Sudah sejak lama, universitas-universitas top di Indonesia atau berbagai belahan dunia harus berlanggan untuk mendapatkan akses jurnal-jurnal ilmiah sebagai bentuk layanan mereka kepada civitas akademik. Tetapi, raksasa penerbit jurnal ilmiah seperti Elsevier, American Chemical Society, Taylor & Francis, serta Springer dalam kurun waktu 30 tahun telah mengalami kenaikan biaya langganan. Kenaikan telah mencapai 500% dari kurun waktu tersebut jika dibandingkan dengan indeks harga konsumen yang hanya naik 118%.

Industri penerbit jurnal ilmiah umumnya mematok harga 30-60 USD (Rp. 400.000 – Rp. 900.000) per artikel. Sehingga tidak mengherankan jika penerbit jurnal besar mendapatkan keuntungan yang tinggi. Sebut saja Elsevier, penerbit jurnal ilmiah asal Belanda ini telah meraup untung 982 juta Pounds pada tahun 2019, atau sekitar Rp. 17,7 miliar.

Elsevier bahkan mendapat margin keuntungan mencapai 37% pada tahun 2018 atau dua kali dari margin keuntungan Google. Elsevier juga mendapat banyak kritik secara global atas praktik monopoli serta praktik pemerasan dalam ruang akademik. Apalagi, seperti yang kita ketahui bersama bahwa penulis artikel jurnal tidak mendapatkan royalti dari hasil tulisannya yang telah dipublikasikan.

Untuk mempublikasikan hasil riset, para akademisi bahkan harus merogoh kocek yang tidak sedikit. Sebut saja di Elsevier, penerbit ini mematok harga antara USD 150 – USD 9.900 atau sekitar Rp. 2,5 juta – Rp. 138 juta sekali terbit. Penerbit banyak berargumen bahwa biaya yang besar untuk menerbitkan artikel ke jurnal mereka untuk menjaga reputasi atau meningkatkan reputasi yang umumnya berpatok pada ukuran Q1 hingga Q4.  

Hak Kekayaan Intelektual Berubah Menjadi Properti Investasi Intelektual?

Pengamat global banyak beranggapan bahwa Hak Kekayaan Intelektual (HKI) yang dimiliki oleh penerbit artikel jurnal-jurnal bereputasi telah menjadi properti investasi untuk mendapatkan keuntungan besar.

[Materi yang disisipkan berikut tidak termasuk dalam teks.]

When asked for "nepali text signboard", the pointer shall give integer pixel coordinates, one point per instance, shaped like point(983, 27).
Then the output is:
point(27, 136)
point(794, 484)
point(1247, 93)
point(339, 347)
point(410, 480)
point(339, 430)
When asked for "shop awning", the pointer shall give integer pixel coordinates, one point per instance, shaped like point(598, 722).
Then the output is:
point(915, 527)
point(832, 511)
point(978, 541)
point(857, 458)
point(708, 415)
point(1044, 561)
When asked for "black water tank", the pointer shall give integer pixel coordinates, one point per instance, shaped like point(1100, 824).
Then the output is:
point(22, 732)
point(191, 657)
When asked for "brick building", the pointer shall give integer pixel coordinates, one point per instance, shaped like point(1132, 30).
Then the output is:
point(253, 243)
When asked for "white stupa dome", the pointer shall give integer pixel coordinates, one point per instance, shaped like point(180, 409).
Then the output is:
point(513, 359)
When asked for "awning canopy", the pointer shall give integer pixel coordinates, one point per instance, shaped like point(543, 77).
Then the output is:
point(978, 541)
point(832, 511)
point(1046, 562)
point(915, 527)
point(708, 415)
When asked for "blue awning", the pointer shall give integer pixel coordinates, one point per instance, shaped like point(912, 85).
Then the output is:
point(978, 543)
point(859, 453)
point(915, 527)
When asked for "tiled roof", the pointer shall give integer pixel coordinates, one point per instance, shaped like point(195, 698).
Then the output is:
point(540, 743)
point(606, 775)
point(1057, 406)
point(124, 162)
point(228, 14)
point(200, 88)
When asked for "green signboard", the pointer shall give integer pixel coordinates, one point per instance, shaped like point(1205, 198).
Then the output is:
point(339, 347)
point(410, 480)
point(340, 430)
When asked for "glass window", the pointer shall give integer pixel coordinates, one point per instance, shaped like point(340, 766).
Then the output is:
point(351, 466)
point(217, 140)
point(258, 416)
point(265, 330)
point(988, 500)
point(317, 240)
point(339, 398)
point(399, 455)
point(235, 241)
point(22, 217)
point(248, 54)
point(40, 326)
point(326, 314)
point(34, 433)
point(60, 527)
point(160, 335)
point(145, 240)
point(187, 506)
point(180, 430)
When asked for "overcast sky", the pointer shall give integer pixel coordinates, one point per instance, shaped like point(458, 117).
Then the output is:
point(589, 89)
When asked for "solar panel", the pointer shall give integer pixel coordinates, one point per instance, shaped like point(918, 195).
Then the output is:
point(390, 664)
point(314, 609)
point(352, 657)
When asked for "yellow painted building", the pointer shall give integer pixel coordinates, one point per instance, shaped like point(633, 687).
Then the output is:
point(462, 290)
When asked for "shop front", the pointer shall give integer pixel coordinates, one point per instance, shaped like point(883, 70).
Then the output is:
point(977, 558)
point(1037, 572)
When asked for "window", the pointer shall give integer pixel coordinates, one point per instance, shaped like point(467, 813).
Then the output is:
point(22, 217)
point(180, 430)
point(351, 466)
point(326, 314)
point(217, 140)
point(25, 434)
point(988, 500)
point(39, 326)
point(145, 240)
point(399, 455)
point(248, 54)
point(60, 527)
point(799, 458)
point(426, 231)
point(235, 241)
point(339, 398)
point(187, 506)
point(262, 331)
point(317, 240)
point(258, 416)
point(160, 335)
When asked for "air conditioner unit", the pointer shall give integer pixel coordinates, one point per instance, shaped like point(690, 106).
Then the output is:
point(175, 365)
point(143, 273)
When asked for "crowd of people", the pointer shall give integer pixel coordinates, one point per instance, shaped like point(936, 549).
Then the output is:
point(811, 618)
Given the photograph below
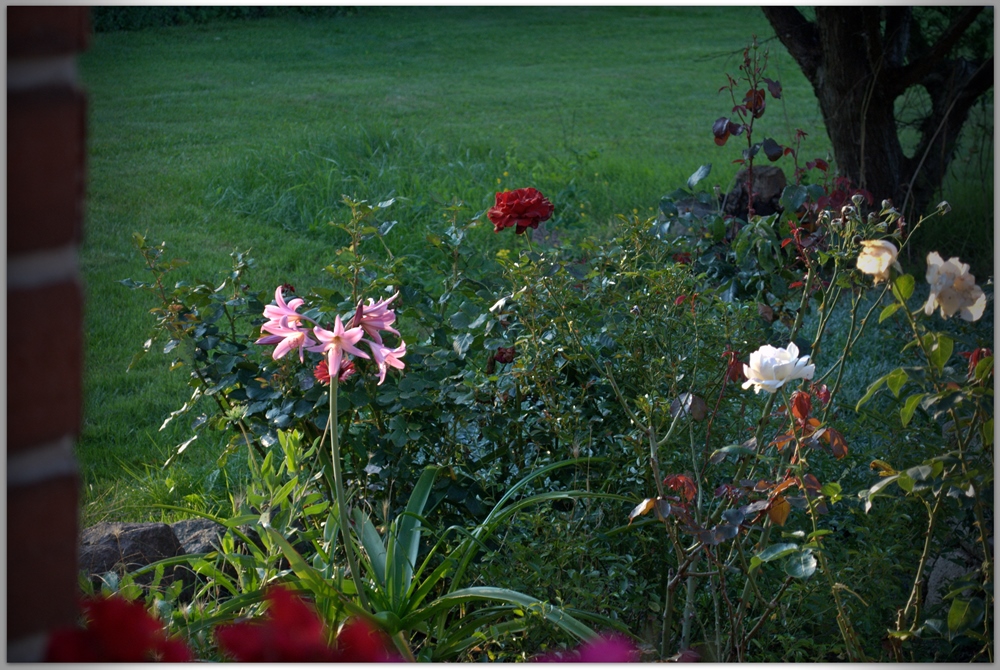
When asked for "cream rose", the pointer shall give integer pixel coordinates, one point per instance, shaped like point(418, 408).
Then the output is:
point(877, 257)
point(770, 367)
point(953, 289)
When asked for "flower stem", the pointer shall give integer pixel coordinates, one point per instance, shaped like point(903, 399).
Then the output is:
point(338, 482)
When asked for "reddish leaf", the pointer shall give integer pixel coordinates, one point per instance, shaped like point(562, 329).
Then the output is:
point(721, 130)
point(789, 481)
point(774, 88)
point(641, 509)
point(838, 445)
point(801, 405)
point(683, 485)
point(754, 101)
point(778, 510)
point(772, 149)
point(810, 482)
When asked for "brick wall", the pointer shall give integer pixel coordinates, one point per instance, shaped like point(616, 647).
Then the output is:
point(46, 123)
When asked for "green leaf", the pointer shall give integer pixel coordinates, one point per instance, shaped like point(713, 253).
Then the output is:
point(872, 389)
point(698, 175)
point(777, 551)
point(801, 565)
point(895, 380)
point(964, 614)
point(889, 311)
point(909, 407)
point(902, 287)
point(793, 197)
point(461, 344)
point(941, 351)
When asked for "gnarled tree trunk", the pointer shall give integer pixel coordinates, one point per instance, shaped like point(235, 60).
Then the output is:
point(859, 60)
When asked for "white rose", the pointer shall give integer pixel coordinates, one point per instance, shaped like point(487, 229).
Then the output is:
point(770, 367)
point(877, 257)
point(953, 289)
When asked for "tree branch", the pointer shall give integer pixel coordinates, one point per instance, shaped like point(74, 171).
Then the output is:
point(800, 37)
point(897, 35)
point(920, 68)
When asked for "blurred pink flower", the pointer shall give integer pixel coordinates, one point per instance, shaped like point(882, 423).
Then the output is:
point(609, 648)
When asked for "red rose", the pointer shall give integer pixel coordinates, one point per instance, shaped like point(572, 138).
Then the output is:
point(523, 208)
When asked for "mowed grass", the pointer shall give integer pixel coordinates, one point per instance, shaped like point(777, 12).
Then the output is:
point(245, 135)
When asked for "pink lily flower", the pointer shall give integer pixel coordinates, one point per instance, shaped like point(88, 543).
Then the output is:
point(334, 343)
point(386, 358)
point(274, 313)
point(287, 337)
point(374, 317)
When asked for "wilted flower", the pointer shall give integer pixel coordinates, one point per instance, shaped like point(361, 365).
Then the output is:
point(117, 631)
point(877, 257)
point(386, 358)
point(521, 208)
point(953, 289)
point(770, 367)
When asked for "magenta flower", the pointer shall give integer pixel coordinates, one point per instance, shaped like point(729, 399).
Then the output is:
point(610, 648)
point(386, 358)
point(287, 337)
point(334, 343)
point(374, 317)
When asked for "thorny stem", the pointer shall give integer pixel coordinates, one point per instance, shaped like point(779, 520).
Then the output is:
point(338, 481)
point(914, 602)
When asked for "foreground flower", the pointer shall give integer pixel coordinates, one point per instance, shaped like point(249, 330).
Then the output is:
point(287, 336)
point(117, 631)
point(877, 257)
point(335, 342)
point(953, 289)
point(375, 317)
point(603, 649)
point(770, 367)
point(322, 371)
point(523, 208)
point(293, 632)
point(386, 358)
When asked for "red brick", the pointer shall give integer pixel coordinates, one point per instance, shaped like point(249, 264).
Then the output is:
point(45, 168)
point(46, 31)
point(44, 364)
point(42, 535)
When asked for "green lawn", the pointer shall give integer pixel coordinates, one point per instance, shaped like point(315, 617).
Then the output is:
point(244, 135)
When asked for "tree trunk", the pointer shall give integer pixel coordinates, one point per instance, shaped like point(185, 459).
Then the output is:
point(859, 60)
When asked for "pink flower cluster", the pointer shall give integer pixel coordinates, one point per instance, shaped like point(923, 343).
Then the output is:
point(286, 329)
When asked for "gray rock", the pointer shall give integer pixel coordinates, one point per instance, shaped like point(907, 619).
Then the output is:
point(769, 182)
point(125, 547)
point(198, 536)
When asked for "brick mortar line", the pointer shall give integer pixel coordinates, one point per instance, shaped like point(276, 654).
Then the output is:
point(45, 462)
point(28, 73)
point(43, 268)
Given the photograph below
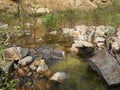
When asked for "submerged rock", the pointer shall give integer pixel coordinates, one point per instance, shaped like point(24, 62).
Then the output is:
point(107, 66)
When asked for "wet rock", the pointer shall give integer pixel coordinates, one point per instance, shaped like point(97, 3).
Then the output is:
point(106, 66)
point(83, 43)
point(25, 61)
point(22, 52)
point(59, 76)
point(82, 29)
point(50, 53)
point(15, 53)
point(74, 49)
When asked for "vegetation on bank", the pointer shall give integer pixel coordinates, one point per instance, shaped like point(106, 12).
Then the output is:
point(55, 21)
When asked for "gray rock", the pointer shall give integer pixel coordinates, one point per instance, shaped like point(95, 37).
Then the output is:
point(106, 66)
point(59, 76)
point(22, 52)
point(25, 61)
point(42, 68)
point(15, 53)
point(9, 67)
point(33, 67)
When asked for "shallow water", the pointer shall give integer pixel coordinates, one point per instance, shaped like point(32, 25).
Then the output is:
point(82, 77)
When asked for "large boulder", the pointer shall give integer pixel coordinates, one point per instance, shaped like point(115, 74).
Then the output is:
point(107, 66)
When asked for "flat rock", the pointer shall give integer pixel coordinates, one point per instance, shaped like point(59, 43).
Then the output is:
point(106, 66)
point(59, 76)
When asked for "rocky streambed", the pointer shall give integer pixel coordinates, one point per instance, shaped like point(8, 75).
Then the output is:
point(30, 68)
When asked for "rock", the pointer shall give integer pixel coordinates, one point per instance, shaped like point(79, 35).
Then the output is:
point(20, 72)
point(82, 29)
point(106, 66)
point(74, 49)
point(15, 53)
point(118, 32)
point(59, 76)
point(5, 26)
point(9, 67)
point(115, 45)
point(69, 31)
point(22, 52)
point(50, 53)
point(11, 54)
point(83, 43)
point(42, 67)
point(99, 39)
point(25, 61)
point(33, 67)
point(83, 37)
point(100, 45)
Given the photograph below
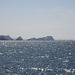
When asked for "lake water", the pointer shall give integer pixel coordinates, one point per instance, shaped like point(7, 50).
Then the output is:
point(37, 57)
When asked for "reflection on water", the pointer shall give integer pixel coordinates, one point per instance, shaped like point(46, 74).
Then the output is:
point(37, 57)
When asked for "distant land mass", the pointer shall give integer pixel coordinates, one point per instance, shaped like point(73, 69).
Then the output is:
point(43, 38)
point(7, 37)
point(19, 38)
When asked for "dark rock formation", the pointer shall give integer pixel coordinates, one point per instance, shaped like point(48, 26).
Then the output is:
point(7, 37)
point(19, 38)
point(43, 38)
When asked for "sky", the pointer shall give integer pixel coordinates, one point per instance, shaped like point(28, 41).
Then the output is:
point(38, 18)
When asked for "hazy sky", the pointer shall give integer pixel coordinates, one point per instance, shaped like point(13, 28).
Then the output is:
point(37, 18)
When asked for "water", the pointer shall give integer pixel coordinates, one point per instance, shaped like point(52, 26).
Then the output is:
point(37, 57)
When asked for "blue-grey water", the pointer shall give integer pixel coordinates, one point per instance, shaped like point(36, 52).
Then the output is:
point(37, 57)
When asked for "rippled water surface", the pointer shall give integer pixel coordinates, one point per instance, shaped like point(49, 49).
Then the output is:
point(37, 57)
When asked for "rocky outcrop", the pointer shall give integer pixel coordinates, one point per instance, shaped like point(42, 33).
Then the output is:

The Guardian dalam sebuah diskusi di Twitter melalui artikel yang ditulis oleh George Monbiot menganggap bahwa bisnis penerbit artikel jurnal merupakan model bisnis yang kejam.

Model ini dipelopori oleh Robert Maxwell, dia menganggap bahwa setiap penerbit jurnal dapat memonopoli dan membebankan biaya sebagai bentuk transmisi ilmu pengetahuan. Robert Maxwell turut menganggap bahwa konsep penemuannya sebagai “a perpetual financing machine” atau mesin pembiayaan abadi.

Bagaimanapun perdebatan yang ada, Sci-Hub telah membantu jutaan mahasiswa di dunia untuk memperoleh literatur, kebebasan dalam belajar, serta transfer ilmu pengetahuan secara luas.